It started with a simple question in 2016 – ‘Should the United Kingdom remain a member of the European Union or leave the European Union?’ At the time, it was thought the vote would lead to a binary outcome, but it has since evolved into anything but that. We have seen a General Election, Article 50 triggered, two and a half years of intense negotiations, countless resignations, the Irish backstop debacle, a government found in contempt and a deal losing by the biggest margin in British history. If things have not already escalated enough, we now have cross-party involvement. Varying ideas such as ruling out a no deal, staying in the customs union, a second referendum and extending Article 50, have all been thrown into the mix. The same subject dominating the news each day with no end in sight may drive most people a little mad, but for us traders, it presents opportunities.

What have we got to look forward to?

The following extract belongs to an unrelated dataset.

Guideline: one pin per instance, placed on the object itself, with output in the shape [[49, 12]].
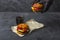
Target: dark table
[[24, 6], [51, 31]]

In a week that saw her deal shot down but still retain Parliament’s confidence, PM May will present plan B to the House on Monday. Cross-party talks, minus Labour Leader Jeremy Corbyn, may yield a new path. This could be significant for the pound as sterling-friendly options include extending Article 50, staying within the customs union and ruling out a no deal. It’s hard to see how any of these three options could come to fruition. An extension of Article 50 requires EU approval, the PM May has ruled out the customs union and a no deal is enshrined in law as the default option if a withdrawal agreement cannot be agreed. Though these options seem unlikely, with the withdrawal date rapidly approaching and a house deeply divided on whether they should deliver on the 2016 referendum or not, anything can happen.


Sterling has been enjoying a brief respite lately with the possibilities of Brexit becoming a little softer. GBP/USD has traded up to levels seen back in November, before we fell down to 20-month lows. A price of around 1.3 was traded but has since fallen back lower. It seems we are in a trend channel which has been developing to the downside for some time; a solid move above here with a sustained hold could pave the way for further gains. Above 1.3086 we have a 38.2% fib at 1.3178, which further pushes up bringing the July/September highs into focus between 1.3296/1.3343. The remaining fibs sit at 1.3407(50%) and 1.3637 (61.8%).

Momentum can spin around at the flick of a switch, and I’m positive initial knee-jerk reactions will happen at the prospect of a no deal. Recent lows of 1.2435 should be easily overcome, as trading heads towards 1.2381/1.2317 and then the 2016 lows at 1.17.